Skip to main content
For the complete documentation index, see llms.txt. Markdown versions of all pages are available by appending .md to any URL (e.g. /max/get-started.md).

Mojo function

apple_matmul_kernel

def apple_matmul_kernel[in_type: DType, c_type: DType = DType.float32, transpose_b: Bool = False, elementwise_lambda_fn: Optional[def[dtype: DType, width: Int, *, alignment: Int = 1](IndexList[2], SIMD[dtype, width]) capturing -> None] = None](d_ptr: UnsafePointer[Scalar[c_type], MutAnyOrigin], a_ptr: UnsafePointer[Scalar[in_type], ImmutAnyOrigin], b_ptr: UnsafePointer[Scalar[in_type], ImmutAnyOrigin], m: Int, n: Int, k: Int, log2_grid_m: UInt32, log2_grid_n: UInt32)
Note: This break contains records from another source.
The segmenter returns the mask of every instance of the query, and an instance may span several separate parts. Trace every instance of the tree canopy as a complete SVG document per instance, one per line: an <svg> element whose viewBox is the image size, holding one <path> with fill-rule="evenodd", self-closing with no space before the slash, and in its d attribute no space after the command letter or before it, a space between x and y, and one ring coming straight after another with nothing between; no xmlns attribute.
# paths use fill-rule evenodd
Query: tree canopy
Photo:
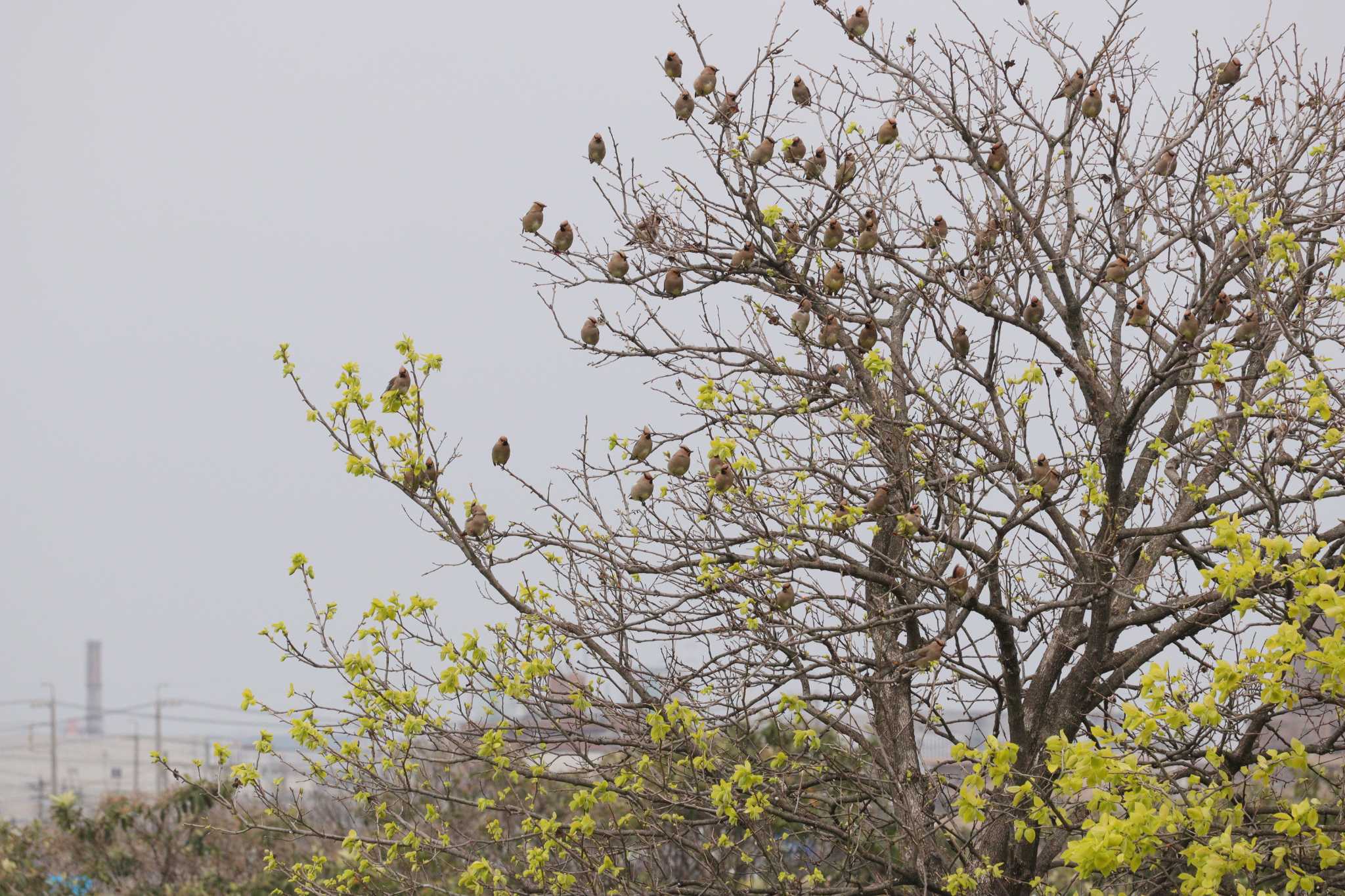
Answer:
<svg viewBox="0 0 1345 896"><path fill-rule="evenodd" d="M266 637L340 699L245 705L352 827L221 760L246 823L342 841L295 880L1345 888L1341 60L1266 24L1165 90L1137 3L1088 35L1006 7L952 38L818 4L834 55L776 21L737 71L681 19L648 73L679 163L613 129L530 185L542 313L656 416L554 481L507 442L457 481L488 446L434 423L410 337L330 406L281 345L346 469L503 614L393 595L347 626L295 556L312 618ZM557 228L594 173L609 219ZM535 510L494 516L506 490Z"/></svg>

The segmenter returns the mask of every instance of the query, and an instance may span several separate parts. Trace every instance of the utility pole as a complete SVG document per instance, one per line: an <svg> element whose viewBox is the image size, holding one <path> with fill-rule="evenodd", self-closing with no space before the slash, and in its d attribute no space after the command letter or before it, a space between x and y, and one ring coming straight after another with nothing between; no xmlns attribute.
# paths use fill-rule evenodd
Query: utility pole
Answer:
<svg viewBox="0 0 1345 896"><path fill-rule="evenodd" d="M155 774L155 790L163 793L168 786L168 767L164 764L168 758L164 756L164 707L175 707L179 700L164 700L163 689L172 685L159 682L155 685L155 752L159 754L159 766Z"/></svg>
<svg viewBox="0 0 1345 896"><path fill-rule="evenodd" d="M50 723L51 724L51 787L50 787L50 795L55 797L56 795L56 685L51 684L50 681L43 681L42 686L51 689L51 700L47 701L47 709L50 709L50 717L51 717L51 723ZM32 705L34 707L40 707L42 703L40 701L34 701ZM40 779L39 779L39 799L40 799ZM38 809L39 810L42 809L42 803L38 805Z"/></svg>
<svg viewBox="0 0 1345 896"><path fill-rule="evenodd" d="M132 772L130 772L132 780L134 783L132 785L132 787L134 789L133 793L139 797L140 795L140 723L132 719L130 724L134 725L136 729L136 733L132 735L134 742L134 748L132 750L132 755L134 756L134 764L132 766Z"/></svg>

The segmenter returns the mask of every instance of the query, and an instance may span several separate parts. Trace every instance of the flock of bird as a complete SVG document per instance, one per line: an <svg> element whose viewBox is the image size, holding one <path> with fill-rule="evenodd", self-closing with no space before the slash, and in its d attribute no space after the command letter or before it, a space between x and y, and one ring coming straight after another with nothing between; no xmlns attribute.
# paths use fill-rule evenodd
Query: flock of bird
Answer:
<svg viewBox="0 0 1345 896"><path fill-rule="evenodd" d="M858 40L869 30L869 16L863 7L858 7L854 15L849 16L845 21L845 31L851 40ZM682 59L675 51L670 51L663 59L663 71L672 81L682 78ZM672 110L678 121L687 121L695 111L695 99L703 97L714 95L720 75L716 66L707 64L701 73L691 81L690 90L679 86L679 93L677 99L672 102ZM1241 63L1232 58L1224 64L1216 67L1212 81L1220 87L1228 89L1241 78ZM1087 87L1087 90L1085 90ZM694 97L693 97L694 93ZM807 82L802 77L795 77L791 87L791 97L798 106L810 106L812 102L812 94L808 89ZM1085 82L1085 74L1083 69L1076 70L1072 75L1067 75L1060 85L1052 99L1065 99L1075 101L1081 97L1079 102L1080 113L1089 120L1098 118L1102 113L1103 102L1102 94L1096 85L1088 86ZM713 101L713 99L712 99ZM725 89L722 98L714 107L712 121L720 125L729 125L733 117L738 113L738 97L736 93ZM880 146L890 145L897 141L897 121L894 118L886 118L877 129L874 140ZM746 154L746 164L752 168L759 168L768 164L775 157L776 140L771 136L764 136L761 141ZM607 144L603 140L603 134L594 133L588 144L588 160L592 164L603 164L607 159ZM807 153L806 145L800 137L792 137L784 142L783 159L788 163L802 167L803 176L806 180L820 180L827 168L827 154L823 146L818 146L811 154ZM990 146L989 153L985 159L985 167L990 172L1001 172L1009 161L1009 148L1001 140ZM1177 148L1167 148L1151 167L1151 172L1161 177L1170 177L1177 171ZM859 173L858 156L854 152L847 152L839 160L835 169L834 185L837 191L847 187ZM538 234L542 230L545 218L546 204L541 201L534 201L527 212L522 218L522 226L525 234ZM997 218L991 216L990 222L979 228L974 238L974 251L975 254L982 254L994 247L995 240L999 234L999 222ZM658 212L651 212L643 220L640 220L633 227L633 236L638 243L652 243L658 236L659 230L659 215ZM841 222L833 218L827 222L826 227L822 230L820 243L824 249L835 249L841 244L845 238L845 228ZM929 251L939 250L944 240L948 238L948 224L942 215L936 216L928 226L923 236L923 246ZM784 231L784 239L794 247L800 247L804 244L804 238L799 231L798 222L788 223ZM574 230L568 220L562 220L560 227L555 230L554 236L550 239L550 249L555 254L562 254L569 251L574 243ZM873 208L866 210L863 220L859 226L855 246L861 253L869 251L878 243L878 215ZM746 242L741 249L733 253L729 266L733 270L748 270L756 261L757 246L753 242ZM615 281L624 281L629 273L629 262L621 250L616 250L608 259L607 273ZM1131 259L1126 255L1116 255L1111 262L1107 263L1102 271L1104 281L1110 283L1124 283L1127 277L1131 274ZM822 292L829 296L835 296L839 293L846 283L845 267L839 262L834 263L826 274L822 277ZM685 289L685 278L682 271L677 267L668 269L663 275L662 292L664 296L677 297L682 294ZM989 275L974 281L968 290L967 298L972 304L989 306L994 298L994 283ZM1224 293L1217 297L1213 305L1209 324L1223 324L1229 318L1235 300ZM1041 300L1032 297L1032 300L1021 309L1020 317L1022 322L1030 326L1038 326L1044 318L1045 309ZM810 298L802 298L798 304L798 309L792 313L790 318L791 330L803 339L810 328L812 318L812 301ZM1153 314L1150 313L1147 301L1141 297L1130 308L1127 322L1132 326L1150 328L1154 322ZM1259 333L1260 317L1259 312L1255 309L1250 310L1244 316L1243 321L1239 324L1235 332L1235 341L1248 341ZM1193 345L1200 336L1202 322L1190 310L1185 312L1181 321L1178 322L1176 332L1180 340L1186 345ZM601 337L600 320L597 317L588 317L580 328L580 340L585 347L596 347ZM823 348L837 348L845 347L846 334L843 332L841 320L837 314L826 314L822 318L822 326L819 329L818 341ZM869 318L855 340L855 344L861 351L868 352L878 341L878 329L873 318ZM967 359L971 351L971 337L964 326L960 324L952 332L950 345L954 355L958 359ZM839 365L838 365L839 367ZM410 388L412 379L406 368L402 367L395 376L393 376L389 383L386 392L401 392L406 394ZM654 437L650 427L644 427L640 435L635 439L629 449L629 457L635 462L646 462L654 451ZM500 437L491 449L491 462L496 466L504 466L510 459L510 443L506 437ZM668 457L666 465L667 474L682 478L691 469L691 449L686 445L679 445L678 449ZM425 461L425 470L418 473L410 470L405 474L404 485L410 492L417 492L420 489L433 489L437 482L440 470L437 469L434 459L428 458ZM728 459L712 455L709 458L707 467L710 486L713 493L725 493L734 484L734 470ZM1038 486L1040 497L1042 501L1049 501L1061 486L1063 474L1061 472L1052 467L1045 454L1038 454L1036 462L1032 465L1029 474L1025 477L1032 486ZM631 500L638 502L646 502L654 496L654 482L655 474L650 470L643 472L631 486L628 496ZM888 509L888 496L890 488L888 485L880 485L874 490L872 498L863 506L865 516L878 517L884 514ZM845 505L839 505L837 510L838 521L834 524L835 531L843 531L847 528L846 520L847 510ZM921 528L921 510L919 504L912 504L911 508L901 513L897 520L897 533L901 536L912 536L917 533ZM463 527L464 533L468 537L482 539L486 537L490 529L490 519L486 513L484 506L480 502L473 502L471 513ZM944 584L948 592L960 599L966 596L968 590L968 572L966 567L956 566L952 575L946 579ZM788 610L794 606L796 599L794 584L785 583L784 587L776 592L772 606L777 610ZM943 637L935 638L921 646L912 654L911 658L902 661L898 665L912 665L916 668L928 668L933 661L939 660L943 654L946 639Z"/></svg>

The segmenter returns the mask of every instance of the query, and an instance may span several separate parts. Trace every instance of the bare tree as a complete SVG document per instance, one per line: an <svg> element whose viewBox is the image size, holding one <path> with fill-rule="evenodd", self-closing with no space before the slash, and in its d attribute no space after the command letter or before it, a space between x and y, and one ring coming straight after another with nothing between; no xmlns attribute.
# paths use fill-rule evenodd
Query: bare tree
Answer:
<svg viewBox="0 0 1345 896"><path fill-rule="evenodd" d="M537 512L490 520L432 427L438 357L404 341L382 399L351 365L331 411L300 388L511 617L455 639L395 599L342 639L296 559L311 634L270 637L350 688L293 724L377 821L370 873L1345 887L1314 785L1345 732L1341 62L1264 23L1171 94L1132 1L1102 35L1015 7L1007 36L919 39L818 5L835 58L777 19L686 121L716 55L681 16L685 165L636 171L609 133L612 220L525 236L577 357L647 376L675 424L585 431L561 485L506 466L491 489Z"/></svg>

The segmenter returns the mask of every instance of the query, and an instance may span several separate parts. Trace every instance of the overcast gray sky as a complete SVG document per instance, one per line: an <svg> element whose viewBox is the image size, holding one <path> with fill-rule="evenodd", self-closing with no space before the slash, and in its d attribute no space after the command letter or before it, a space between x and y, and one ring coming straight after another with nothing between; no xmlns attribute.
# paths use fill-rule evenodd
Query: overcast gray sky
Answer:
<svg viewBox="0 0 1345 896"><path fill-rule="evenodd" d="M734 78L777 7L682 4ZM449 485L506 514L529 505L490 470L498 435L545 480L585 411L597 434L656 418L629 412L624 371L565 348L512 262L534 199L546 232L562 218L609 232L582 159L594 130L650 173L675 150L655 58L694 52L672 5L0 0L0 701L54 681L81 703L90 637L109 707L156 682L218 703L276 693L301 670L256 633L303 621L297 549L346 619L394 590L437 598L451 629L500 617L465 576L422 578L443 545L393 490L343 473L272 352L289 341L324 403L346 360L379 386L404 332L441 352L436 423L467 451ZM966 8L986 30L1022 15ZM1145 52L1185 85L1192 31L1221 46L1266 4L1142 9ZM1272 20L1336 55L1333 9L1283 1ZM1106 13L1069 3L1075 38ZM963 31L946 3L874 17ZM811 0L785 20L802 60L846 52ZM592 298L564 306L577 321ZM0 727L34 717L0 707Z"/></svg>

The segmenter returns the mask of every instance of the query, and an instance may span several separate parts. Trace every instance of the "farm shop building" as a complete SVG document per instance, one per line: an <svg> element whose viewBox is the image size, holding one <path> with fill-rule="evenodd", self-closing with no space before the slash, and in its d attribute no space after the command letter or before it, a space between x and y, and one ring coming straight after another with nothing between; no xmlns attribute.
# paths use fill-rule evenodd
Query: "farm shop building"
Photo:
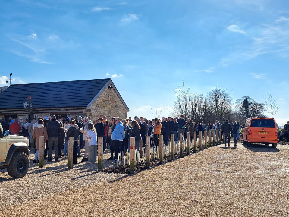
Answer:
<svg viewBox="0 0 289 217"><path fill-rule="evenodd" d="M17 118L21 125L51 115L87 116L94 124L103 115L126 118L129 110L109 78L13 84L0 93L0 118Z"/></svg>

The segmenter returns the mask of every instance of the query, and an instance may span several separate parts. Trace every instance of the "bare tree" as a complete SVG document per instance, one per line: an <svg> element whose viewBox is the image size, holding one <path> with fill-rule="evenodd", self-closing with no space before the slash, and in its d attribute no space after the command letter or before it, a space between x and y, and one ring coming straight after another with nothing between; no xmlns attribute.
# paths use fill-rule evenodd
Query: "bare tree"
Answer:
<svg viewBox="0 0 289 217"><path fill-rule="evenodd" d="M271 114L272 117L273 117L273 115L275 115L279 111L280 106L277 104L275 100L273 100L272 98L272 96L270 92L268 94L268 96L263 96L265 99L263 102L265 103L266 106L266 112Z"/></svg>

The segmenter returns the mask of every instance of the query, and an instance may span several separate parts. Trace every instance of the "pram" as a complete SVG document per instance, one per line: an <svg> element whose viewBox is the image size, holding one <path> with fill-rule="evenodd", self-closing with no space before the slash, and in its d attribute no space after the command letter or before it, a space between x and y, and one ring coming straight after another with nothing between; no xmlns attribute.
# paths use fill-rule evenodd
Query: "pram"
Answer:
<svg viewBox="0 0 289 217"><path fill-rule="evenodd" d="M282 131L280 133L280 135L278 137L278 141L281 141L282 140L287 140L286 137L287 137L287 134L288 133L286 130L282 130Z"/></svg>

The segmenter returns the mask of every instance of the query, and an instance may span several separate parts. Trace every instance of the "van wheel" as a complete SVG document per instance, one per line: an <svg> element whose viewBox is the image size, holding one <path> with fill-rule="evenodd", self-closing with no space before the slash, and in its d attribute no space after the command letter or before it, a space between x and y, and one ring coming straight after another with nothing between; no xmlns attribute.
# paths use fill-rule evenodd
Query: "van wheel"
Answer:
<svg viewBox="0 0 289 217"><path fill-rule="evenodd" d="M251 143L248 142L248 140L247 140L247 147L251 147Z"/></svg>

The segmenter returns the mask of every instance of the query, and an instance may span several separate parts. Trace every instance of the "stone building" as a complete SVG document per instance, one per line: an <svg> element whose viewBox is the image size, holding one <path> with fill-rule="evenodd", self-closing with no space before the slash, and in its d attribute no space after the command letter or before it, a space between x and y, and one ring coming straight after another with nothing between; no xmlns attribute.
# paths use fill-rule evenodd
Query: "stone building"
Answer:
<svg viewBox="0 0 289 217"><path fill-rule="evenodd" d="M31 97L31 99L30 98ZM109 78L13 84L0 93L0 118L127 117L129 109Z"/></svg>

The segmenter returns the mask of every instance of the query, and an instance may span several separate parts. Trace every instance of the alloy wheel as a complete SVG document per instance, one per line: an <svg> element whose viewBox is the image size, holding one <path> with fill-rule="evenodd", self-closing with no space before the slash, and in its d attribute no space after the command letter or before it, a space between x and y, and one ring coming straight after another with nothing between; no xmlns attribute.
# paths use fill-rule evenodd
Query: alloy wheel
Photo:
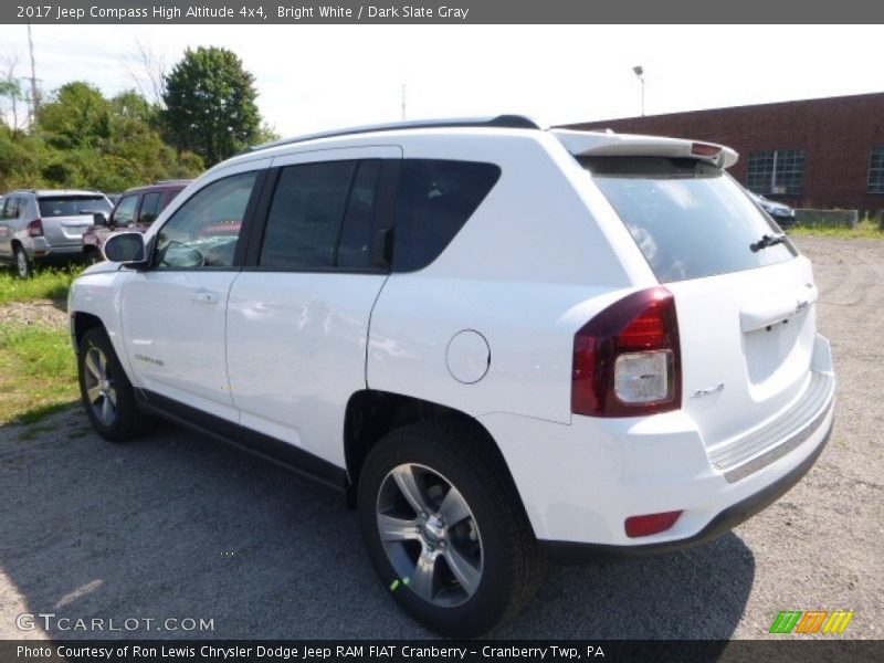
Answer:
<svg viewBox="0 0 884 663"><path fill-rule="evenodd" d="M475 593L482 537L470 505L449 480L424 465L398 465L381 483L376 515L387 558L418 597L451 608Z"/></svg>
<svg viewBox="0 0 884 663"><path fill-rule="evenodd" d="M117 391L107 375L107 357L99 348L92 346L83 364L90 407L103 425L113 425L117 417Z"/></svg>

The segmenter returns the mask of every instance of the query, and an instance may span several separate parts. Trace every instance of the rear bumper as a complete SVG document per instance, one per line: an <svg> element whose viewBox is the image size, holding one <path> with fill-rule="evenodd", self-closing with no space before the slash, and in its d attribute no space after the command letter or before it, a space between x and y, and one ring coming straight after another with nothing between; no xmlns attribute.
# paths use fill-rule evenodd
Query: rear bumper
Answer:
<svg viewBox="0 0 884 663"><path fill-rule="evenodd" d="M28 257L35 262L66 262L83 255L82 244L52 245L45 238L28 238L22 241Z"/></svg>
<svg viewBox="0 0 884 663"><path fill-rule="evenodd" d="M806 387L779 414L707 449L684 410L646 418L575 417L570 424L480 417L497 441L535 536L555 557L634 555L695 545L788 491L821 453L834 418L828 341L818 337ZM631 538L627 518L682 512ZM580 549L586 550L580 551Z"/></svg>
<svg viewBox="0 0 884 663"><path fill-rule="evenodd" d="M712 539L730 532L739 525L751 518L757 513L766 509L774 504L777 499L788 493L804 474L813 466L817 459L822 453L829 436L832 434L832 427L834 418L829 418L829 427L825 430L822 440L811 454L806 457L799 465L797 465L789 473L781 476L779 480L769 484L758 493L746 497L745 499L728 506L717 516L715 516L709 524L706 525L694 536L683 539L666 541L663 544L649 544L643 546L608 546L603 544L581 544L576 541L554 541L540 540L540 551L545 557L552 561L561 564L579 564L581 561L594 561L599 559L611 559L618 557L644 557L648 555L662 555L666 552L674 552L676 550L684 550L701 544L711 541Z"/></svg>

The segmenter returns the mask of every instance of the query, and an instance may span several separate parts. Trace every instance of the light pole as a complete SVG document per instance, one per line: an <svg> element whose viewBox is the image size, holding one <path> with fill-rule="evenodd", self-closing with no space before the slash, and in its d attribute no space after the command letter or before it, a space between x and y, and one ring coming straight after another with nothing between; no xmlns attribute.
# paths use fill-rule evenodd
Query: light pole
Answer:
<svg viewBox="0 0 884 663"><path fill-rule="evenodd" d="M642 69L642 65L638 64L633 66L632 73L639 77L639 81L642 84L642 117L644 117L644 70Z"/></svg>

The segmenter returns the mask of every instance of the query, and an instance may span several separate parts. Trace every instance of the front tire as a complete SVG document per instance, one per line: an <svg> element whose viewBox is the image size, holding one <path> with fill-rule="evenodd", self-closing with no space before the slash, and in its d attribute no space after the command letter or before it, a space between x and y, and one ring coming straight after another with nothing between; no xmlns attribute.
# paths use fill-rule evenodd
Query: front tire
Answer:
<svg viewBox="0 0 884 663"><path fill-rule="evenodd" d="M95 432L110 442L124 442L145 430L135 391L104 329L95 327L83 335L77 369L83 406Z"/></svg>
<svg viewBox="0 0 884 663"><path fill-rule="evenodd" d="M486 444L460 421L422 421L381 440L359 476L359 520L381 582L409 614L454 638L514 615L543 573L522 502Z"/></svg>

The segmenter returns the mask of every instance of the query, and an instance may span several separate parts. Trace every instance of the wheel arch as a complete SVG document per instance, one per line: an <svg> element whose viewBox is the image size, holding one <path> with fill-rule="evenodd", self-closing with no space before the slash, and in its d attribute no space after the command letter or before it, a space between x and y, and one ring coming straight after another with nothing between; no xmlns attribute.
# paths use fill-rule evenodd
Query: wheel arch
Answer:
<svg viewBox="0 0 884 663"><path fill-rule="evenodd" d="M91 313L84 313L82 311L77 311L73 313L74 324L73 324L73 335L74 335L74 349L80 351L80 341L83 340L83 335L86 334L90 329L94 329L95 327L101 327L102 329L107 330L104 323L97 315L93 315Z"/></svg>
<svg viewBox="0 0 884 663"><path fill-rule="evenodd" d="M516 484L509 466L494 436L474 417L440 403L389 391L365 389L354 393L347 402L344 418L344 457L347 464L349 487L347 503L356 505L356 488L366 456L385 435L392 431L427 419L452 419L476 433L485 448L499 462L506 481L513 490ZM522 497L519 495L519 501ZM524 504L523 504L524 508Z"/></svg>

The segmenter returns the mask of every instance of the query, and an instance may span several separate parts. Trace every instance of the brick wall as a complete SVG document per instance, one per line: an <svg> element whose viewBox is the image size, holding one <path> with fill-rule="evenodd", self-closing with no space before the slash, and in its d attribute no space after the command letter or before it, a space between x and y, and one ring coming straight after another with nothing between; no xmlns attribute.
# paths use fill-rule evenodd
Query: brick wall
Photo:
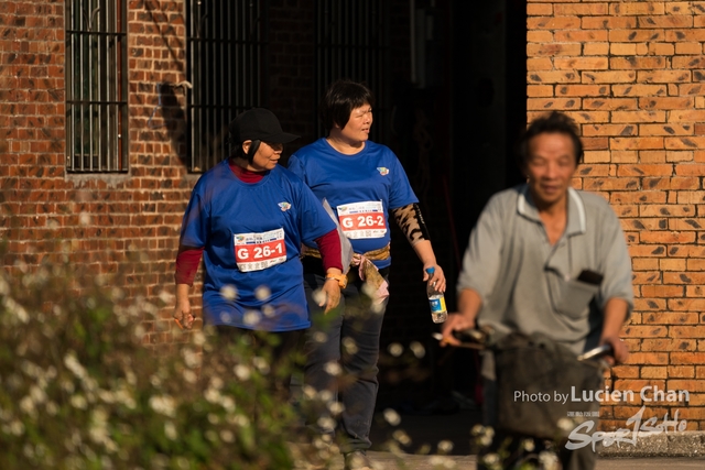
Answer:
<svg viewBox="0 0 705 470"><path fill-rule="evenodd" d="M636 397L605 402L603 426L625 427L644 404L644 419L677 409L705 429L705 2L529 0L528 15L529 118L577 120L575 186L610 201L632 255L632 354L607 384ZM644 386L690 403L642 403Z"/></svg>

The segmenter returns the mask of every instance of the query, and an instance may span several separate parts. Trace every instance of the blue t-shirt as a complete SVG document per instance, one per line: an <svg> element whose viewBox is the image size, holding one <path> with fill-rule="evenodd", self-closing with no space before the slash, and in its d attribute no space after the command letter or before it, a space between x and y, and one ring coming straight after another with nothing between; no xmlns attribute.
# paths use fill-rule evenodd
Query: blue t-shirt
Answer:
<svg viewBox="0 0 705 470"><path fill-rule="evenodd" d="M204 320L265 331L308 328L302 242L335 229L306 185L282 166L245 183L224 161L196 183L181 244L204 247Z"/></svg>
<svg viewBox="0 0 705 470"><path fill-rule="evenodd" d="M389 210L419 201L397 155L370 141L346 155L318 139L290 157L289 170L328 200L356 253L389 244ZM387 267L391 258L375 264Z"/></svg>

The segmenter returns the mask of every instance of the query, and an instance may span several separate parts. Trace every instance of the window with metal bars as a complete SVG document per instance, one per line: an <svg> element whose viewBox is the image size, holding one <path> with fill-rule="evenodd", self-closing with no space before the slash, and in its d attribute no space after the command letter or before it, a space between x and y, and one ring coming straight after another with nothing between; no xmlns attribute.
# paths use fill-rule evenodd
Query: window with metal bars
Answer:
<svg viewBox="0 0 705 470"><path fill-rule="evenodd" d="M187 0L186 61L189 170L229 155L228 123L265 107L267 0Z"/></svg>
<svg viewBox="0 0 705 470"><path fill-rule="evenodd" d="M127 0L66 0L66 168L128 170Z"/></svg>
<svg viewBox="0 0 705 470"><path fill-rule="evenodd" d="M365 83L375 95L375 141L384 140L389 114L389 3L316 1L316 97L340 78ZM319 134L324 132L321 128Z"/></svg>

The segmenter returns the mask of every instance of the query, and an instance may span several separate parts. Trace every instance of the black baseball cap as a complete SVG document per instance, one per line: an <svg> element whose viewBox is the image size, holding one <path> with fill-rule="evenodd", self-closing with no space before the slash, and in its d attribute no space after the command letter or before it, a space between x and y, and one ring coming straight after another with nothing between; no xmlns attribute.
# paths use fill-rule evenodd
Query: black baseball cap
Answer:
<svg viewBox="0 0 705 470"><path fill-rule="evenodd" d="M231 142L241 143L248 140L259 140L269 143L288 143L299 139L299 135L282 131L276 116L269 109L252 108L241 112L228 125Z"/></svg>

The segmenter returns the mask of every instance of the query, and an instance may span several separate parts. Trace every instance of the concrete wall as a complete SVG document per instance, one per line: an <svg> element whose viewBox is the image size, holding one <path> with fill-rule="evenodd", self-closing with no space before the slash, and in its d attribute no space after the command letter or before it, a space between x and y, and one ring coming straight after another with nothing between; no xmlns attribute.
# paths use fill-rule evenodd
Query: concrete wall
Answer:
<svg viewBox="0 0 705 470"><path fill-rule="evenodd" d="M705 429L705 2L534 1L528 9L529 118L568 112L587 147L575 186L612 205L634 272L632 351L608 385L606 428L648 406ZM690 403L643 402L644 386ZM653 398L651 394L648 398Z"/></svg>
Apple M5 simdgroup-tiled GEMM: one 64x64 tile per threadgroup.

Grid is (1<<log2_grid_m) * (1<<log2_grid_n) threadgroups of 128 threads; OOB threadgroups early-return after Morton decode. For transpose_b=True, B is the (N, K) row-major buffer reinterpreted as col_major(K, N).